Ayrıca, spoiler düşmanıyız! Kişilik haklarının en gaddar hallerinden biri olarak kabul ettiğimiz spoiler konusunda, sizleri temin ederiz ki filmin genel yapısı haricinde heyecanı ve merakınızı kaçıracak detaylara kesinlikle girilmeyecektir. Bizler sadece, filmin “bizim gözümüzden “ sunumu ile sizlere bir liste hazırlama amacındayız.
Ön bilgileri de geçtikten sonra, o halde başlayalım. Listenin zevkini çıkarmaya bakın.
1- Deja Vu ( 2006 Yapımı )
Denzel Washington gibi biri oynarda, o film kötü olur mu? Aksiyon, bilimkurgu ve gerilim filmlerinin Hollywood’da başvurulan ilk aktörlerinden olan Denzel, bu filmde ajan Doug Carlin olarak bir facia sonrası meydana gelen bir takım olayları çözmesi için görevlendirilir. Bu araştırma esnasında, her insanın hayatında sıkça yaşadığı bir olayı kullanır; Deja Vu!

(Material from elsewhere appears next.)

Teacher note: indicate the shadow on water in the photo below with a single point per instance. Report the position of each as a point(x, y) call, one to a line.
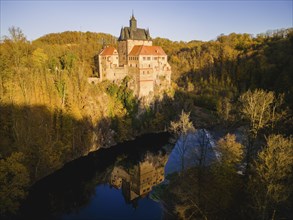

Hani vardır ya, bir olay yaşarsınız ve o olayı sanki aynı yerde, aynı zamanda ve hatta aynı kişilerle daha önce yaşamışsınız gibi hissedersiniz. Bilinçaltımızın bu sürprizini Doug, olayı aydınlatmak için kullanmaya karar verir ve faillerin bir an önce yakalanıp adalete teslim edilmesi için elinden geleni yapar. Birazda fantastik yapısı vardır bu açıdan. Bilimkurguyu besleyen yan türleri ile mest olunacak bir film arayışında olanlar, 3’ü 1 yerde Deja Vu’da!
2- Derin Karanlık ( 2000 Yapımı )
Vin Diesel efsanesini başlatan film olarak anılan Derin Karanlık, özellikle gezegenler arası yolculukları konu alan filmleri sevenler için tam isabet bir karar.
Günümüz bilim adamları ve ülkeleri, Mars’a seyahat etmek ve orada bir insan kolonisi kurmak amacı taşıyorken, bunu henüz milenyum başında bir film ile izleyiciler ile paylaşan David Twohy, yönettiği film ile adeta seneler önce vermiş mesajını : “ Beyler gelmeyin, burada durumlar karışık!”
Amaçlanan seyahatte işler kötü gidince, hiçte hesapta olmayan farklı bir gezegene iniş yapmak zorunda olan ekip ve yolcular, gerçek hayatlarında muhtemelen böyle bir imkân olduğunda asla o seyahatlere gezi için dahi olsa katılmazlar! Bilimkurgu severlerin, Vin Diesel efsanesinin nasıl başladığını merak edenlerin işte tamda aradığı filmlerden biri.
Uzay yolculuğu insanlığın kurtuluşu mu, yoksa yüz binlerce yıldan sonra kendi gezegeninin dışına çıkma hayali bir hata mı? Bu konuda biz aslında ikilemde kaldık. Sonuçta, keşfedilenden değil, halen gizemini koruyanlardan çekinmemiz lazım. Bu tip tecrübeleri edinmemiş olsak, halen mağaralarımızda ateş yakıp, duvarlara resim çiziyorduk.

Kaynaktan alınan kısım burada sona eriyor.